Колонну вывели за город, остановили на берегу Одера и приказали невольницам раздеться. Это было неслыханным глумлением над живым человеком, над его достоинством. Невольниц раздели донага, и самодовольные немцы и немки начали осматривать их со всех сторон: ощупывали их мускулы, постукивали тросточками по ногам и спинам, заглядывали в рот каждой невольнице — целы и крепки ли зубы?
— Как на скотской ярмарке… — прошептала Таня, вся сгорая от стыда и позора.
— Это чудовищно! — бросила в лицо скуластой с утиным носом пожилой немке Соня на немецком языке. — Такое и во сне не приснится нормальному человеку.
— О-о-о! — прогундосила немка, прищурив маленькие хорьковые глаза. — Ты говоришь по-немецки?
— Да, фрау. Но скажите: как вы можете, вы, женщина… принимать участие в таком постыдном надругательстве над людьми?..
Немка, не слушая ее, кивнула на Таню:
— Твоя подружка?
— Да.
— Я покупаю вас обеих. Можете одеться.
Таня, не поднимая опущенных глаз, спросила Соню.
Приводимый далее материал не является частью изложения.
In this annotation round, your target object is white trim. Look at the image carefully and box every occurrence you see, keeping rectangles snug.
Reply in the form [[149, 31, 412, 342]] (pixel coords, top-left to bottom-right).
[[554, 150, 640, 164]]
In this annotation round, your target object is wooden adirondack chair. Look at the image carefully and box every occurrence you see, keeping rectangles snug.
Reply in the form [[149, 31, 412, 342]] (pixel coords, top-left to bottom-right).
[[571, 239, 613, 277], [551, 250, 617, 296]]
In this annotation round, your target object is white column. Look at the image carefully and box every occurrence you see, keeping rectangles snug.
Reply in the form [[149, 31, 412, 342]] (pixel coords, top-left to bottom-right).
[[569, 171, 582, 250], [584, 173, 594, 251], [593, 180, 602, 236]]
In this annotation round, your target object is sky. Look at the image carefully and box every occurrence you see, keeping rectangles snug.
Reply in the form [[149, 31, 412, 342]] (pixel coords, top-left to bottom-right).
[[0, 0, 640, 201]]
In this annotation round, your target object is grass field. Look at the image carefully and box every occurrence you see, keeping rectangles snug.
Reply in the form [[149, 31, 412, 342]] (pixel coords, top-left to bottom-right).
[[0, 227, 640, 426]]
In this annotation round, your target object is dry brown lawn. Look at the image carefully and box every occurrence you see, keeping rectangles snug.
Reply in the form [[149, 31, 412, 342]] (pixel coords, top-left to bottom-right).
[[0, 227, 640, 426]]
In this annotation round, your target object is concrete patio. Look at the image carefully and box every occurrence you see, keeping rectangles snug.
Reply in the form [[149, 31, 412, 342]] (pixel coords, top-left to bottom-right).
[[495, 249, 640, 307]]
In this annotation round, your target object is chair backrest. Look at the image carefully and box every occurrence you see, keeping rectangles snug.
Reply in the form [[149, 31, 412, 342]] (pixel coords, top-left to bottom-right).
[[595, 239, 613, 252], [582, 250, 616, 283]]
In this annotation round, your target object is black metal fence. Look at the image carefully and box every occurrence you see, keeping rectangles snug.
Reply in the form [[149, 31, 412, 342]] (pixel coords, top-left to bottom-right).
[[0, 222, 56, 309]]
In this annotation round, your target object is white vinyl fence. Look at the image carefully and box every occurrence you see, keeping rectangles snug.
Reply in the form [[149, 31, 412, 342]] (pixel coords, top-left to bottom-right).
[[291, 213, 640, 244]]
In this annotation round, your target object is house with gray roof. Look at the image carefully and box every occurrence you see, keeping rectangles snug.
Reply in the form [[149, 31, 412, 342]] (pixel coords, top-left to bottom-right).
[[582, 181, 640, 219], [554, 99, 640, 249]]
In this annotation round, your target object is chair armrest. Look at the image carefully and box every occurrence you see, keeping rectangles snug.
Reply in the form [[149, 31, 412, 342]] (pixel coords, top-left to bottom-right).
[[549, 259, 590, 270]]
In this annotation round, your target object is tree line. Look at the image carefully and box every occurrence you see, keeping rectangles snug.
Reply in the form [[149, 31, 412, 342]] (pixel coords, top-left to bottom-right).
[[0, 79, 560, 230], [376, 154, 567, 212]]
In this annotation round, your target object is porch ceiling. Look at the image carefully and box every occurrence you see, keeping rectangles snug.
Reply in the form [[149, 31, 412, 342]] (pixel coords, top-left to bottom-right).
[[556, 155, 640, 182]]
— О чем она бормотала? Что ей, суке, надо? И когда же кончится это позорище?
— Для нас кончилось. Мы уже проданы. Одевайся.
Быстро одеваясь, Таня заметила, как немка с утиным носом, вынув из сумки марки, расплачивалась с работорговцами.
Господские дворы гнездились на голой безотрадной земле. Дома с хозяйственными службами находились один от другого на расстоянии пятисот-восьмисот метров. Вокруг ни деревца, ни кустика. По обеим сторонам шоссейной дороги стояли жалкие, старые и уродливые липы.
— Ах, Танюшка! — хмурясь, говорила Соня. — Смертельная тоска источит, как червь, мое сердце… Как я ненавижу эту чумную страну!.. То ли дело наши бескрайние поля и заливные луга… Леса и рощи… Вишневые сады и лунные соловьиные ночи… А голубое небо?.. Нет, я задохнусь в этой проклятой неволе… — и слезы бежали по ее щекам.
— Чего раскисаешь? — упрекала ее Таня. — Меня поучала крепиться, не радовать их нашими слезами, а сама…
— Не буду, не буду, — с раздражением отвечала Соня.
Они жили на чердаке в маленькой комнате для прислуги, спали на одной койке. Вставали рано, ложились поздно. Надо было убирать комнаты, стирать белье, в течение дня три раза кормить и два раза доить десять коров, ухаживать за дюжиной свиней, смотреть за домашней птицей. Хозяйка была вдовой. Ее единственный сын воевал в России. Он присылал матери целыми тюками мужские и женские пальто, костюмы, шелк и бархат и даже мебель. Гитлеровцы обложили Ленинград, стояли под Москвой, прорвались на Северный Кавказ, катились к Волге, и хозяйка, фрау Штюве, ликовала, относилась к своим рабыням сравнительно сносно. А когда 6-я армия Паулюса была окружена и уничтожена под Сталинградом, когда вся фашистская Германия по приказу Гитлера оделась в траур, фрау резко изменила свое отношение к Тане и Соне: она истязала их, морила голодом. Но подруги подкрепляли свои силы тем, что украдкой утром и вечером пили прямо из-под коров парное молоко.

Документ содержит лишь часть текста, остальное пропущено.